Loin de s'interroger sur ses défaillances, M. Blatter reprend le discours d'un ministre de Poutine et fabule sur un complot étatsunien. Il est évident que la plus grande démocratie du monde, où le baseball, le football américain, le basketball, le hockey sont de loin plus populaires et plus riches que ce sport mineur qu'y est le soccer, a brusquement décidé de s'attaquer à la FIFA, dont elle n'a rien à faire par ailleurs, que dans le but de critiquer la Russie. Ainsi, loin d'examiner son organisation, loin de se dissocier des personnes accusées de corruption, M. Blatter se vautre dans le ridicule et dans les théories conspirationnistes les plus sottes qui soient.

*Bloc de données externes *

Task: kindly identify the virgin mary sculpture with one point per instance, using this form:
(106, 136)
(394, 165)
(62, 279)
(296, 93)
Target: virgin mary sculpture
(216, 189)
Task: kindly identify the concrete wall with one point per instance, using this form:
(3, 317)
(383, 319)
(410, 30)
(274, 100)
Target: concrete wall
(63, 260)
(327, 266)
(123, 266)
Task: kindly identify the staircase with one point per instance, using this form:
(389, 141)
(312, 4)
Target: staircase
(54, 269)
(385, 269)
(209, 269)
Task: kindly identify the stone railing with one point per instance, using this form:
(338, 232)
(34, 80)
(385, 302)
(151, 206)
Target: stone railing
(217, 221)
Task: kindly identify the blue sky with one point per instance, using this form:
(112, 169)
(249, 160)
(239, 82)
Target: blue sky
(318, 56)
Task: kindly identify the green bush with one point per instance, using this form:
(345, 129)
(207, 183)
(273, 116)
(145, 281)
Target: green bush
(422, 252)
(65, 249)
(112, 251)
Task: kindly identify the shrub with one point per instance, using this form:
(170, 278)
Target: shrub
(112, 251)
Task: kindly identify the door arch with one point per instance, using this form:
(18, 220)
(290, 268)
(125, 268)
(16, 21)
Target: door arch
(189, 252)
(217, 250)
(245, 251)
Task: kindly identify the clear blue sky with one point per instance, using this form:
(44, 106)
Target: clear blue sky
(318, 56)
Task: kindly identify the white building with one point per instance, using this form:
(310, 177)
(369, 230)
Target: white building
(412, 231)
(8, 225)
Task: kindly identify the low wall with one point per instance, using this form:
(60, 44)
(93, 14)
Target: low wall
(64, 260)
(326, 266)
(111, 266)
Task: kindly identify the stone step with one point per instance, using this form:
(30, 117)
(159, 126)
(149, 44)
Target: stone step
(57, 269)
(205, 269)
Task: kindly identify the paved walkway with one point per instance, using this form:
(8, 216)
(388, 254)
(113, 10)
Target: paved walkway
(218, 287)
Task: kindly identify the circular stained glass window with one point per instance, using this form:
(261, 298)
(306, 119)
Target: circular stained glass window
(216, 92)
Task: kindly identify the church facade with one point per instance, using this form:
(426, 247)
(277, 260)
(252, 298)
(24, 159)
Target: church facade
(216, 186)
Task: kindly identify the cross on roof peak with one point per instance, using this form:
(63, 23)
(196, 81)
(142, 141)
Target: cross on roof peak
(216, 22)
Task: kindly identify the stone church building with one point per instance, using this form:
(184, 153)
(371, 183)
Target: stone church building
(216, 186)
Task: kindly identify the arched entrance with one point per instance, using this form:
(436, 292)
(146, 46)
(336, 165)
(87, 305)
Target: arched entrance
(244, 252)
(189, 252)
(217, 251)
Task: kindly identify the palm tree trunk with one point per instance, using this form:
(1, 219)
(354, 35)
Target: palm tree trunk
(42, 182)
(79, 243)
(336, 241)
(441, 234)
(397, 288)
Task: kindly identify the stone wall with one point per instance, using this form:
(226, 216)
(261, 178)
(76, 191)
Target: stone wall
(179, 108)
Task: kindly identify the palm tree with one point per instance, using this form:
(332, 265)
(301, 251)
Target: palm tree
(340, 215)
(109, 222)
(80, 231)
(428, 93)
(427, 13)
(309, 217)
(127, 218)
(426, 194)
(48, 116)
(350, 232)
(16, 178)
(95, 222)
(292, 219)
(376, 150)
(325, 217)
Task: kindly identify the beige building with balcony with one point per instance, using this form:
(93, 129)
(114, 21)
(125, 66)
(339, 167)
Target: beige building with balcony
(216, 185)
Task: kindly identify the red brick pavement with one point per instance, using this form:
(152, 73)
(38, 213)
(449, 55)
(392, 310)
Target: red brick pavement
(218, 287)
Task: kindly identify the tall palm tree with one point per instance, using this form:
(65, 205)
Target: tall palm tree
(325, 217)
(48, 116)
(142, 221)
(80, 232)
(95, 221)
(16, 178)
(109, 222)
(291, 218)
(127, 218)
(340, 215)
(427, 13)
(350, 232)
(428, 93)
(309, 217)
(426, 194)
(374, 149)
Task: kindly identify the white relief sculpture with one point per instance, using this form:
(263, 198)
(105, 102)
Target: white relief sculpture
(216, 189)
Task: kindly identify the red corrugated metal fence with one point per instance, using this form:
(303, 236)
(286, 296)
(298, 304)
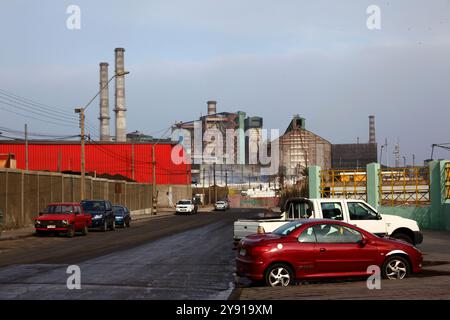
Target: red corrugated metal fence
(131, 160)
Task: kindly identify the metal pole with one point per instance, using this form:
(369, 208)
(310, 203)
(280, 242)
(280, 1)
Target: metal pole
(203, 187)
(80, 111)
(215, 185)
(26, 147)
(154, 199)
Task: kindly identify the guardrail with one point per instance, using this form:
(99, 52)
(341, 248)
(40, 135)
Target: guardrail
(344, 184)
(404, 186)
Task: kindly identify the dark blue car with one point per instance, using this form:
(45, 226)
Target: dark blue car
(101, 212)
(122, 216)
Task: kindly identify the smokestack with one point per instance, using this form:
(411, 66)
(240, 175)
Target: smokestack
(212, 107)
(105, 134)
(121, 124)
(372, 138)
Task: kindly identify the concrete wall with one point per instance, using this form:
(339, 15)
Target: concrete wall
(23, 194)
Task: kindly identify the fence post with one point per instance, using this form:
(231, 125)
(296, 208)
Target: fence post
(437, 187)
(372, 184)
(314, 182)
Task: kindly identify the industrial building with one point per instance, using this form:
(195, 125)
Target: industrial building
(245, 142)
(130, 160)
(300, 148)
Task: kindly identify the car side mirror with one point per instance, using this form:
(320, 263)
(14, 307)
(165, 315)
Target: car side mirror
(363, 242)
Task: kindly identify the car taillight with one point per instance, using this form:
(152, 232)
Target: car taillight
(256, 251)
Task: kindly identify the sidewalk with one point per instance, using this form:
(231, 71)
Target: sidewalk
(26, 232)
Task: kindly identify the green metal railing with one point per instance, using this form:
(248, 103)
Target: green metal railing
(348, 184)
(409, 185)
(447, 180)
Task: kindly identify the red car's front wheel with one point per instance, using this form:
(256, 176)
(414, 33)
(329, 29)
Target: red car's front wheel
(279, 274)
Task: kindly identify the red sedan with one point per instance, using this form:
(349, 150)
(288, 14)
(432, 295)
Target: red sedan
(311, 249)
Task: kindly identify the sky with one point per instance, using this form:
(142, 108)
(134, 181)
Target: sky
(272, 59)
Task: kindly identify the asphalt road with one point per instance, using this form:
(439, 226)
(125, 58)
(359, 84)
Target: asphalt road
(172, 257)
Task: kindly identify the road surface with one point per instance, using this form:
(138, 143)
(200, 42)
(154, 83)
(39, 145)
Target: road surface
(172, 257)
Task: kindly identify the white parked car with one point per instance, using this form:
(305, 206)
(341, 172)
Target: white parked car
(220, 205)
(356, 212)
(186, 206)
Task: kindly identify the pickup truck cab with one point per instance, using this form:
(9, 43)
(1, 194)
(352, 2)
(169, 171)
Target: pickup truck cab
(355, 212)
(66, 218)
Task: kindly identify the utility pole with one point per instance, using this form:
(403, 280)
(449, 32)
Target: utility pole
(154, 193)
(26, 147)
(203, 186)
(209, 184)
(80, 111)
(226, 178)
(215, 186)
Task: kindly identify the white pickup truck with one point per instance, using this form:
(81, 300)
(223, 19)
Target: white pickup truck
(356, 212)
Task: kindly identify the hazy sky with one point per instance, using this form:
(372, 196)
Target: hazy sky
(269, 58)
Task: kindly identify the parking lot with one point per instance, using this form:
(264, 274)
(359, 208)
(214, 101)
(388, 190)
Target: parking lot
(184, 257)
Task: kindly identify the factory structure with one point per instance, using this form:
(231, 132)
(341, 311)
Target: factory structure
(300, 148)
(122, 155)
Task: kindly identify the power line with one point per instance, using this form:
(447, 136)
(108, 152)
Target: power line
(37, 104)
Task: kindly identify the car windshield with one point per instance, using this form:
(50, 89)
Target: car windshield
(58, 209)
(118, 211)
(93, 205)
(286, 229)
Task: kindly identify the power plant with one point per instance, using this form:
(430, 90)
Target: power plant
(119, 101)
(120, 109)
(105, 134)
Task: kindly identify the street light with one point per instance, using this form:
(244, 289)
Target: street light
(81, 112)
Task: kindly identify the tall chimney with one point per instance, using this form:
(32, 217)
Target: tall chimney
(105, 134)
(121, 123)
(212, 107)
(372, 138)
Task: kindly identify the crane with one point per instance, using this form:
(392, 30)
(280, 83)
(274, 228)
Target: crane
(445, 146)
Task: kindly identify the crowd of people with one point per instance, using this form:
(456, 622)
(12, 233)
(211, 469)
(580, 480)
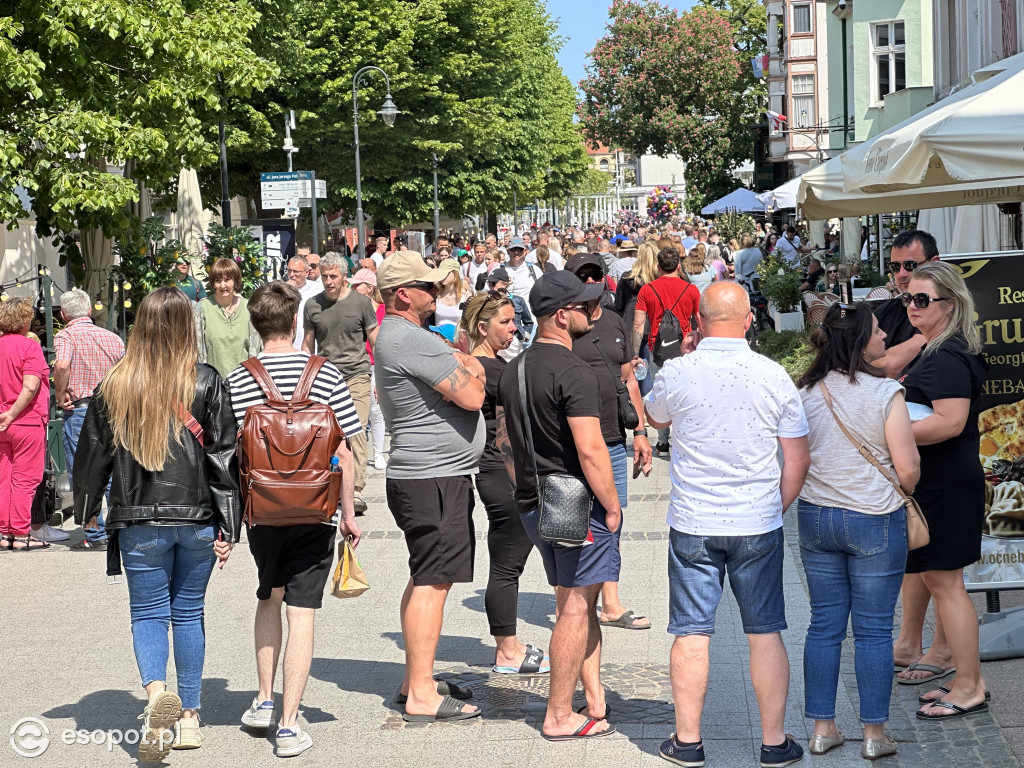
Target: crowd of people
(528, 372)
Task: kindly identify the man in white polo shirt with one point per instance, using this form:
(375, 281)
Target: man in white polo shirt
(725, 512)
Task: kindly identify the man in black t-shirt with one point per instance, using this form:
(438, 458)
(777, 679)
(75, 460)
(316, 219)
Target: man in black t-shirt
(609, 353)
(562, 397)
(902, 340)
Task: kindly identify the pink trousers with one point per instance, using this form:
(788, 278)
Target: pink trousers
(23, 456)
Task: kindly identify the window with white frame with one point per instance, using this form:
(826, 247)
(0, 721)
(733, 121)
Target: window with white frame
(801, 18)
(889, 44)
(802, 115)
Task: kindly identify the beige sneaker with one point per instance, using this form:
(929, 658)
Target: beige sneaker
(186, 734)
(159, 718)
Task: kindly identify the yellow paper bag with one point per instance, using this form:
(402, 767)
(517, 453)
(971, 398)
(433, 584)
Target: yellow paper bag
(349, 580)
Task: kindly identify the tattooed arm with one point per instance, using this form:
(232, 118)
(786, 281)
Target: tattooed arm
(504, 443)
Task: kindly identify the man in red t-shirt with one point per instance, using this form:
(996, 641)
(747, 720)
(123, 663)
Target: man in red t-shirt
(667, 292)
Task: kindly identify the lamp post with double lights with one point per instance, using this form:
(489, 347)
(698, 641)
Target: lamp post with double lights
(388, 113)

Si ce n'est pas de la malhonnêteté, c'est au moins de l'aveuglement volontaire, de la sottise, et de l'incompétence. N'allez plus au foot tant que ce monsieur est en poste, car, autrement, vous contribuez à son salaire et vous payez son champagne. Et vous le rejoignez dans le ridicule.

 

P.S. La réalité vient de rattraper Blatter. Il démissionne. Cela ne veut pas dire que le ménage est fait, ni qu'il ne doit pas être fait ailleurs, dans d'autres instances comparables. Mais, au moins, voilà un cas de réglé.